A person who knows about Sanchez’s condition — but chooses to remain anonymous because the Jets have not announced the extent of the player’s injury — told USA Today that Andrews told Sanchez that surgery may be the best option. The Jets starter received several opinions before visiting Andrews to decide what would be the best course of treatment for him.

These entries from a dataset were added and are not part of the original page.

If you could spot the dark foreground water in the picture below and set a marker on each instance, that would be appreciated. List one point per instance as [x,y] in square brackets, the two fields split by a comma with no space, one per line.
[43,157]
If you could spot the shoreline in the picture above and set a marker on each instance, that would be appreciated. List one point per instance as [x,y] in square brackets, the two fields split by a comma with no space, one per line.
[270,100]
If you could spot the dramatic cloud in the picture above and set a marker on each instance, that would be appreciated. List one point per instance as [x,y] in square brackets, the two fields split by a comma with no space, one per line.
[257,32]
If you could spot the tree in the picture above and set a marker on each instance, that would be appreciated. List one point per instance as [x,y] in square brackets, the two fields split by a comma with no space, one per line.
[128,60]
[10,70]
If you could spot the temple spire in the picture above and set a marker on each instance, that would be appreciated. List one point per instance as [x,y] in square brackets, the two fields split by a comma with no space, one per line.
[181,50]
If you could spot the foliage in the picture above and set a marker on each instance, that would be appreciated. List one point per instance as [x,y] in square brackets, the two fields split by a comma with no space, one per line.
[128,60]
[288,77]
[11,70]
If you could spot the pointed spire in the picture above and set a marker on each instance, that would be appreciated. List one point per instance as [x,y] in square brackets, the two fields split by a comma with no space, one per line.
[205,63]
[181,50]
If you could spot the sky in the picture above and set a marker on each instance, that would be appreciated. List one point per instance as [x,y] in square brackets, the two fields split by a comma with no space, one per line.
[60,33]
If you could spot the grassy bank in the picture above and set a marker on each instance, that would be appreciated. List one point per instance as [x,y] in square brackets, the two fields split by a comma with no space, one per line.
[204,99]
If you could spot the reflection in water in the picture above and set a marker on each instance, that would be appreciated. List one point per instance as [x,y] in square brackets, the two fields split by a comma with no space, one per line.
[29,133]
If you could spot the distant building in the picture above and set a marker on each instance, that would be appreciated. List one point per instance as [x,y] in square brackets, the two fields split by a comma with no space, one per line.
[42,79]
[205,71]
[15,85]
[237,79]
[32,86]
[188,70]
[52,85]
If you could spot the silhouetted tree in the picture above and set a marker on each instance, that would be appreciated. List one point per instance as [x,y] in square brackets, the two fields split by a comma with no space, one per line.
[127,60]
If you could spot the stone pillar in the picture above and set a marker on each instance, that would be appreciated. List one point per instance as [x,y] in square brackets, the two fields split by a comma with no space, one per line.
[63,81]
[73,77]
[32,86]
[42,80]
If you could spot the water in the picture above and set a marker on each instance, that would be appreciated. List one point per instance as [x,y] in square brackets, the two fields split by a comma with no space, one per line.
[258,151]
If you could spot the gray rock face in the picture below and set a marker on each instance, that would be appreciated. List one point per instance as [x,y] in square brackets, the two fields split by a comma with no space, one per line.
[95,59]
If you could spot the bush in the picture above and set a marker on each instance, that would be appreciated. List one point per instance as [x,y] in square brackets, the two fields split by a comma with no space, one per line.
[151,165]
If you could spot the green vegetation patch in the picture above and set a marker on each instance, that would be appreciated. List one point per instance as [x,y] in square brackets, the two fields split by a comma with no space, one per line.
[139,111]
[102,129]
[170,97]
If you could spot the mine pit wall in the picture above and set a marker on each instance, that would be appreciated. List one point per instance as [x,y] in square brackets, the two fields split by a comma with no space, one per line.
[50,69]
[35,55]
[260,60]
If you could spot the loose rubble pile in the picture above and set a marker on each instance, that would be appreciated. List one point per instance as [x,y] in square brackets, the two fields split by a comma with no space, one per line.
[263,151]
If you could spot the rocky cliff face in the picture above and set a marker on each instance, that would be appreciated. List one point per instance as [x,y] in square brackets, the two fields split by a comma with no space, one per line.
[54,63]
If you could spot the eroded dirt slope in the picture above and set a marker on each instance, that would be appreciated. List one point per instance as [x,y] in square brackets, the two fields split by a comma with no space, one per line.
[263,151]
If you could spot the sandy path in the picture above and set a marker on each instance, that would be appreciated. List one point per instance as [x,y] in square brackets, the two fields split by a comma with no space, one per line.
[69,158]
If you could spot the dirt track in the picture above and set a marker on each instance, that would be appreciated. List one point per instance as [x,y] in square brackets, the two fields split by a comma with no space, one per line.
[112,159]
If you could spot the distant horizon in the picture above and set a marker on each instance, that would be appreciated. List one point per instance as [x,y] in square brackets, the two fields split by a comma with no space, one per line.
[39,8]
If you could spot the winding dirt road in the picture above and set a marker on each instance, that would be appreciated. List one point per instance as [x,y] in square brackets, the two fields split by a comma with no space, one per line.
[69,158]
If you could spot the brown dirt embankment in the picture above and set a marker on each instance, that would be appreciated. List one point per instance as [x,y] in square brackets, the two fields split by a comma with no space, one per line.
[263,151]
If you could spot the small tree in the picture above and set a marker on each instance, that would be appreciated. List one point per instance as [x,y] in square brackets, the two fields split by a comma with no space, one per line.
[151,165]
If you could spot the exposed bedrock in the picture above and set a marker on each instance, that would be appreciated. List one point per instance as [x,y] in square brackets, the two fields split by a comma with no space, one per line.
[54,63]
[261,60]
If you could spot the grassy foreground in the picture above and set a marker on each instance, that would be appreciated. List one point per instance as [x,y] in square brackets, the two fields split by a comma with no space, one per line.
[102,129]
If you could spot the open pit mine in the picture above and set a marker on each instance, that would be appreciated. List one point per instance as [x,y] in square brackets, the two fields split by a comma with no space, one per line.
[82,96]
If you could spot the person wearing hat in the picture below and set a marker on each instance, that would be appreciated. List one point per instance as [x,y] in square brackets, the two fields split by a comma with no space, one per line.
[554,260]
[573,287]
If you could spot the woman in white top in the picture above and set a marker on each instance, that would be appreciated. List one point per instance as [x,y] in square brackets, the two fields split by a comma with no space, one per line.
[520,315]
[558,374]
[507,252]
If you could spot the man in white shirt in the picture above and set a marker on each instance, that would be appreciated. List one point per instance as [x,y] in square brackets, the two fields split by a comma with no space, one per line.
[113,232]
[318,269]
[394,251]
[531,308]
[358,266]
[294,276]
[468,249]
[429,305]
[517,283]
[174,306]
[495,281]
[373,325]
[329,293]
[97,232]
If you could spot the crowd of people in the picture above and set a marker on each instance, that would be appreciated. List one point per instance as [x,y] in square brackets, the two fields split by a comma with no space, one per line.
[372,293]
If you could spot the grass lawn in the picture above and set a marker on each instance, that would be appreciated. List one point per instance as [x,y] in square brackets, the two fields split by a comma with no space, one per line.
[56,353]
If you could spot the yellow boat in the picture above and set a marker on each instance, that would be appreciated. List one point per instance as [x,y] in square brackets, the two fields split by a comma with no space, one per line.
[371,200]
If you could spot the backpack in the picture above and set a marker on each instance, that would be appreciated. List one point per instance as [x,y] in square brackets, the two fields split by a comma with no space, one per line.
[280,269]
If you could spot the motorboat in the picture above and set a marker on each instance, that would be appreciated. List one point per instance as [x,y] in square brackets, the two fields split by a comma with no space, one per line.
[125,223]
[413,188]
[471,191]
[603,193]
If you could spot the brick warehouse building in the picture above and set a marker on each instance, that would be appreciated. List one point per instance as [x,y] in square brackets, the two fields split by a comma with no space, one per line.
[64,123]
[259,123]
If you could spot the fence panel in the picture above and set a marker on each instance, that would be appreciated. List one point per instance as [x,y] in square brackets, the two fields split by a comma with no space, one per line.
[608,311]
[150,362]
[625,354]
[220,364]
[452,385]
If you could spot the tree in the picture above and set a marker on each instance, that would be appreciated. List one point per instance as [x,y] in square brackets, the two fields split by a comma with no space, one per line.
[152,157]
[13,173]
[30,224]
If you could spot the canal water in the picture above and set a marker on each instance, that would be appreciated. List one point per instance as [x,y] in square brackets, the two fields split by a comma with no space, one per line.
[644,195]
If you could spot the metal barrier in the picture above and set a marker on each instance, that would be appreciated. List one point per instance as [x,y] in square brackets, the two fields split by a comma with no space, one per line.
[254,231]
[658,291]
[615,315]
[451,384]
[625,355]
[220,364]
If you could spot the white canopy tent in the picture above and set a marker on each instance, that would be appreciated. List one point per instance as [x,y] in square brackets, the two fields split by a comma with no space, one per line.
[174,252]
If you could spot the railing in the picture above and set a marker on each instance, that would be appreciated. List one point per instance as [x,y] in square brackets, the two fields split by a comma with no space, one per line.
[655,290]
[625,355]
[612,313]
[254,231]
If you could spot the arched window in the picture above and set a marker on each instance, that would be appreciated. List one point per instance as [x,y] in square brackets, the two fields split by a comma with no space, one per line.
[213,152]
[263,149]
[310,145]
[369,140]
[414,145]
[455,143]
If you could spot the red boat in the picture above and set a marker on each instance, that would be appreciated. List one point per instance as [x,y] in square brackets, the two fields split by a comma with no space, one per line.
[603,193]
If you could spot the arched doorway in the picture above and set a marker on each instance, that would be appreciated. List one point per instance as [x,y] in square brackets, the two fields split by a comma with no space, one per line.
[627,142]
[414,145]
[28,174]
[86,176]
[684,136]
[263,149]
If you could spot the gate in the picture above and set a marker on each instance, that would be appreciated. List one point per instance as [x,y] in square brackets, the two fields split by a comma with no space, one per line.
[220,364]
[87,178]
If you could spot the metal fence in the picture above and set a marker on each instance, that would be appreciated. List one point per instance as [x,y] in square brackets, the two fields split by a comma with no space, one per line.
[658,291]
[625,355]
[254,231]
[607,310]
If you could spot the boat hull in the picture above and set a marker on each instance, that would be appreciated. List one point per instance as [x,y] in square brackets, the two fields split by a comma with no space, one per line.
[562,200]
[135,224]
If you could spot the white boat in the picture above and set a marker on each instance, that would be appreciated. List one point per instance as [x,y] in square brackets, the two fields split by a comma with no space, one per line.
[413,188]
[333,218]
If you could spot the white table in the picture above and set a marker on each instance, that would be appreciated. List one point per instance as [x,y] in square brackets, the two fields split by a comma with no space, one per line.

"We're getting every opinion possible. I think it's prudent,” said Sanchez, before visiting Andrews. "If I needed surgery right now, I never would have left Andrews' office. I would've stayed and got the surgery,” he wrote in a text to ESPN late Wednesday night. When the player was asked if he wanted to deny that he was likely to have surgery, he texted, "There's nothing to report. It's reckless."

Sanchez will continue rehab for his shoulder, but with regard to surgery, no decision has yet been made, an anonymous second source told USA Today.

Whether the QB truly needs surgery remains ambiguous, but it looks like Sanchez still wants a chance to play at some point this season. The Jets QB was spotted on Tuesday at practice only throwing with his left arm. Speculation rises on whether those tosses could be the last of his NFL career with the Jets.

Sanchez’s right shoulder injury could place him on the injured reverse (IR) list, which would end not only his season but also his career with the Jets, reports. The Jets starter believes that the Jets organization wants to place him there, according to a source close to Sanchez. "It makes it cleaner and easier that way” is what Sanchez thinks, the anonymous source told USA Today.

"No, we're not looking at that. We're looking at Mark continuing to rehab. We said it's day-to-day. It's very unpredictable sometimes. Mark knows his body better than anybody else. He's working very hard and so hopefully we'll get him back here soon," John Idzik, Jets general manager, said on Sept. 4th.

Sanchez’s labrum tear treatment depends on what kind of tear he has. If the player suffered a tear due to shoulder instability, subluxation, or discolorations, this will require that the labrum be reattached to the rim of the socket, according to John Hopkins Medicine. If the Jets QB’s labrum is distressed, no treatment is necessary since this sort of injury does not cause symptoms. Tears of the labrum near the biceps' tendon attachment are usually trimmed or reattached to the top of the socket.

Typically, it takes at least four to six weeks for the labrum to reattach itself to the rim of the bone, and another four to six weeks to get strong again, according to Dartmouth-Hitchcock Medical Center. During the recovery process, patients must take extreme precaution that they do not reinjure themselves.